During active search, we identified 120 individuals (36.4%) with neuroischemic diabetic foot ulcers with potential risk for complication. They were evaluated, followed-up, and instructed using pictures that were forwarded by them using mobile communication apps. During calls, patients were questioned about presence of any respiratory symptoms to investigate potential cases of COVID-19 among participants.

Around 5.2% (17) of users had instable injuries with risk of amputation. These participants were referred to in-person consultation and instructed to take preventive measures to avoid exposure to novel coronavirus infection. Of them, 14 were able to managed and control condition at outpatient level without the need of hospital admission. Three individuals required high-complexity intervention, and they were refereed directly to specialist without the need of be first admitted at the emergency unit.

After stratification process, data were typed intro spreadsheets to follow-up, and scheduling was adjusted according to the need of each participant, i.e., most frequent care was offered for those at higher risk situation, although in-person consultation was avoided at all times, the phone call was the preferable way of communication.

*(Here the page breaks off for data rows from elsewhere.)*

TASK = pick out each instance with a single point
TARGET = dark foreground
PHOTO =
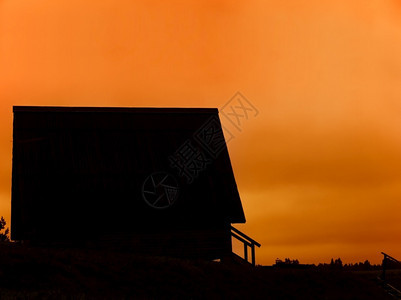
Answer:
(33, 272)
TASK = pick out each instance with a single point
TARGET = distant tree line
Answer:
(4, 235)
(335, 264)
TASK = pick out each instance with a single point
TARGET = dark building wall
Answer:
(79, 174)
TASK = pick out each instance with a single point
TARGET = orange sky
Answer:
(319, 169)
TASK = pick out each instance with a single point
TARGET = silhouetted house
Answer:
(153, 180)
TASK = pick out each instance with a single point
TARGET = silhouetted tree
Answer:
(4, 235)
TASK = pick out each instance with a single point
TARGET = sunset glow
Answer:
(318, 169)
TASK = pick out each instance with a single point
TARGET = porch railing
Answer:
(248, 242)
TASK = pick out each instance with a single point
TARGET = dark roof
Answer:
(135, 110)
(88, 164)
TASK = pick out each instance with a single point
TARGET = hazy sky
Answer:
(319, 168)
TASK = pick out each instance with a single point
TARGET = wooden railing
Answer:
(248, 242)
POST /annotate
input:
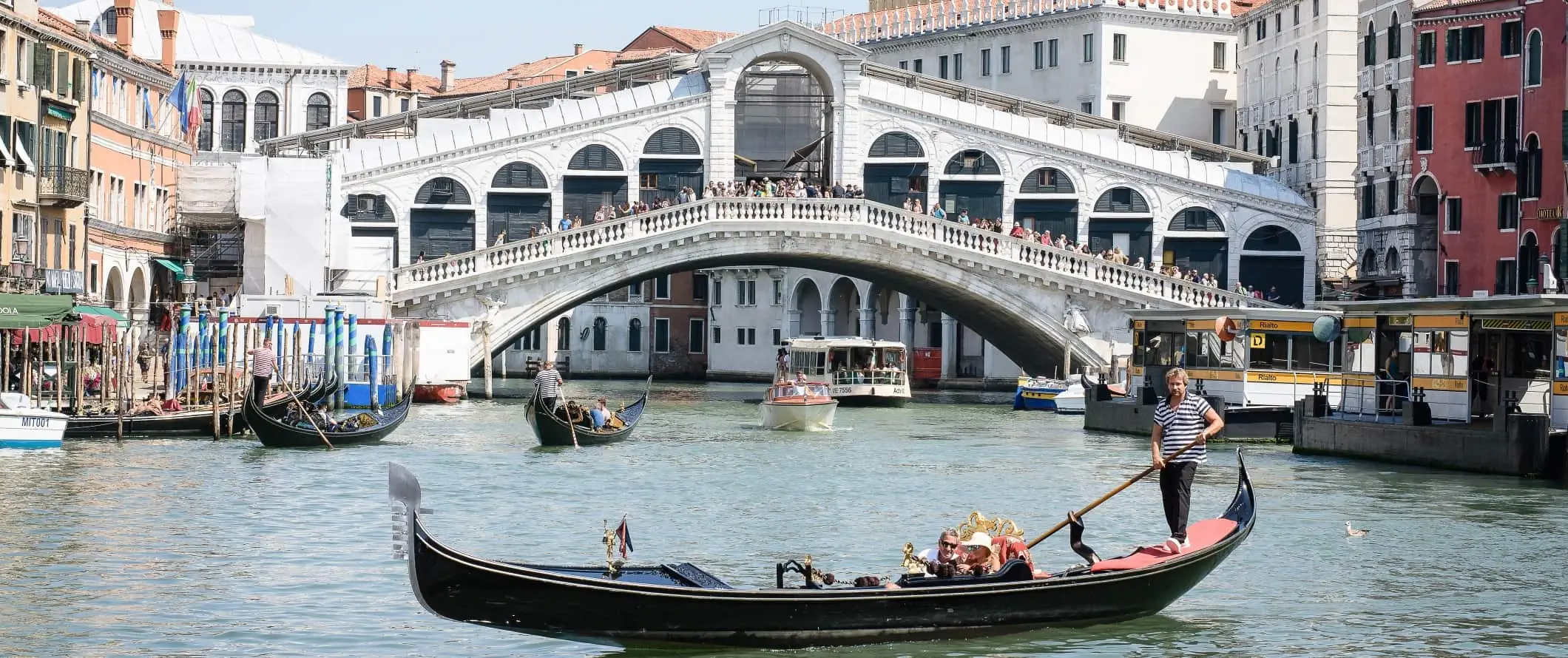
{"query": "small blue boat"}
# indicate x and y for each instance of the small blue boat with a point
(1038, 393)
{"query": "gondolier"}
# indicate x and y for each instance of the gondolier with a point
(263, 364)
(547, 386)
(1180, 420)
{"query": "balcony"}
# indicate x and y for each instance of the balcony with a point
(1496, 154)
(61, 187)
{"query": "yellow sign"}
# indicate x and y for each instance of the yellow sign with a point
(1440, 383)
(1442, 322)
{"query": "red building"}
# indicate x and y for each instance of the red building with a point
(1488, 130)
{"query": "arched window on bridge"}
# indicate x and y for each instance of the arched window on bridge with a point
(601, 330)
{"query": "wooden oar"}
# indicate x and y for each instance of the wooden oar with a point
(306, 413)
(1081, 512)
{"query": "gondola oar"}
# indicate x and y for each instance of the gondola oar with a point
(306, 413)
(1081, 512)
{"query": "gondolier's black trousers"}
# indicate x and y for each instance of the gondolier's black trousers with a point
(1177, 492)
(259, 387)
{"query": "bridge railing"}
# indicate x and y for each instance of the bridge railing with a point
(819, 211)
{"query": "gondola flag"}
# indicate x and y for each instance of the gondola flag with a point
(624, 536)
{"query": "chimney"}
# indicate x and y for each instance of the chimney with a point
(124, 22)
(446, 74)
(168, 29)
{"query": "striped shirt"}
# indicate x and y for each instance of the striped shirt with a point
(263, 362)
(547, 383)
(1181, 427)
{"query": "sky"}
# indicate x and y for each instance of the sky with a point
(481, 36)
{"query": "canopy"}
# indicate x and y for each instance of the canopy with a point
(32, 311)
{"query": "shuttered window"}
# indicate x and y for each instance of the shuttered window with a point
(518, 176)
(1121, 201)
(1047, 180)
(442, 191)
(897, 146)
(595, 157)
(672, 141)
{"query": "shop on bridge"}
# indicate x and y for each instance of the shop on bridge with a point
(595, 179)
(441, 221)
(1121, 220)
(973, 180)
(518, 204)
(896, 169)
(1048, 201)
(672, 160)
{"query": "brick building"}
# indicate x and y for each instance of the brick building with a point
(1488, 135)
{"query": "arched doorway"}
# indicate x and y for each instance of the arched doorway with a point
(896, 169)
(1272, 259)
(595, 179)
(808, 305)
(783, 112)
(971, 180)
(1048, 201)
(672, 160)
(1121, 220)
(844, 303)
(441, 221)
(518, 204)
(1195, 240)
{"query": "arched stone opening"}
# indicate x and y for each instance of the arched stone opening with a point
(1195, 240)
(1272, 260)
(672, 163)
(441, 221)
(518, 206)
(783, 112)
(1048, 203)
(897, 172)
(808, 308)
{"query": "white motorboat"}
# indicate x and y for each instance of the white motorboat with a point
(24, 425)
(802, 408)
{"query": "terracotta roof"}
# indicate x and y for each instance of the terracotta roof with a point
(533, 72)
(376, 77)
(695, 40)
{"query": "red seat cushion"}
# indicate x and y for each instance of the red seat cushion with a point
(1200, 535)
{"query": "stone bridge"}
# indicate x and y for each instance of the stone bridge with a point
(1012, 292)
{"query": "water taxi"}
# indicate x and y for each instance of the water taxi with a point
(858, 372)
(799, 406)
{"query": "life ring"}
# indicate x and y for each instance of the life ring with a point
(1225, 328)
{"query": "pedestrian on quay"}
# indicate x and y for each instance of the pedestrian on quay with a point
(1178, 420)
(263, 364)
(547, 386)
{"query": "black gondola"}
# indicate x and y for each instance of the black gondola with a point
(684, 603)
(552, 430)
(275, 433)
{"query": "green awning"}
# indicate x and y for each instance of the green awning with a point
(102, 311)
(179, 271)
(33, 311)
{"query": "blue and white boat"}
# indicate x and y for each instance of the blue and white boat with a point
(24, 425)
(1038, 393)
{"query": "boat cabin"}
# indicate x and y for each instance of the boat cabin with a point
(1461, 356)
(1247, 356)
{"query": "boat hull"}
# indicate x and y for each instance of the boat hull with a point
(809, 417)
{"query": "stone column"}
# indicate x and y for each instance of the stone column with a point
(949, 345)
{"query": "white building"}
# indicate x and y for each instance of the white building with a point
(1299, 106)
(1399, 251)
(1166, 67)
(251, 87)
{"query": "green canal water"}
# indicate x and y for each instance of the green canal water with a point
(225, 549)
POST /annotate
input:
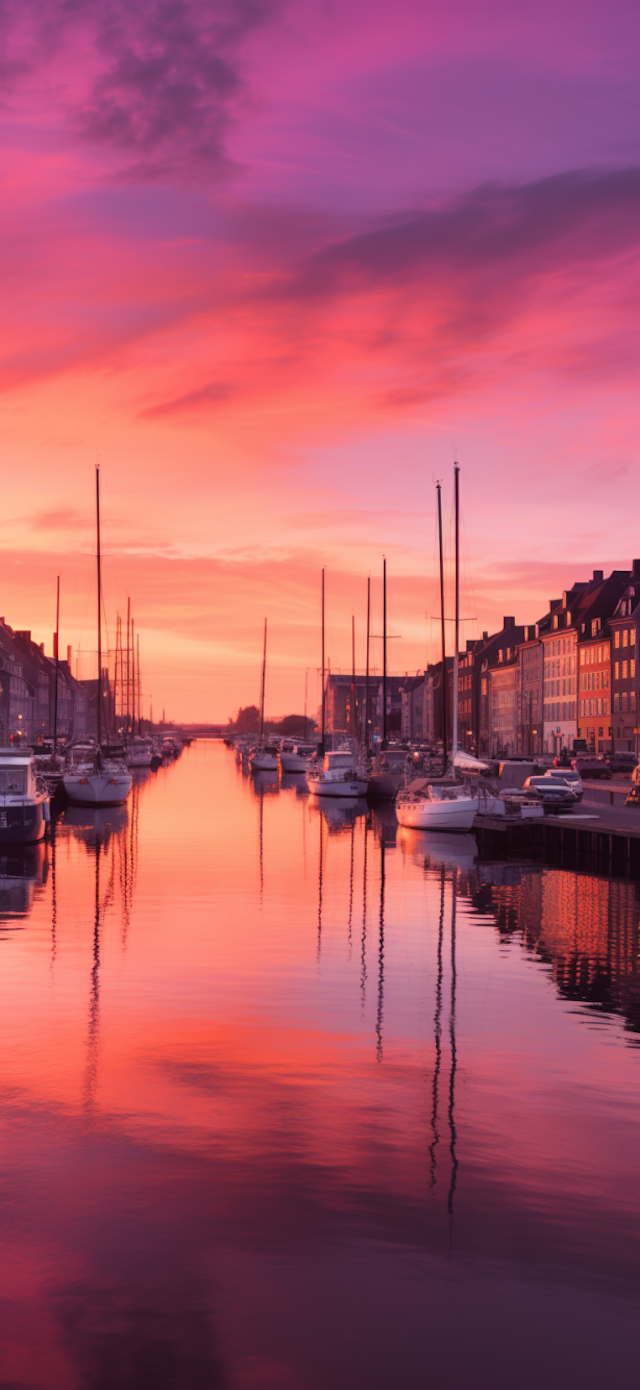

Although limited the telemonitoring program implemented by CEDEBA during the coronavirus pandemic has been providing positive results in terms of reduced risk for users by avoiding in-person consultation at hospital settings. Of note is that complications related to diabetic foot ulcers often involve frequent hospital admissions.

This experience showed that providing a structured health care network that enable regular follow-ups, support for home care, and guaranteed success for worsening situation such as telemedicine tool and others little explored health care models seem to be successful for the treatment of chronic disease, particularly, in pandemic contexts. However, to institutionalize and incorporate telemedicine in health care process require establishment of adequate structures that guarantee communication and safe access to information about diagnostics and clinical managements as well as follow-up of ethical and legal precepts to guarantee patients’ data confidentiality.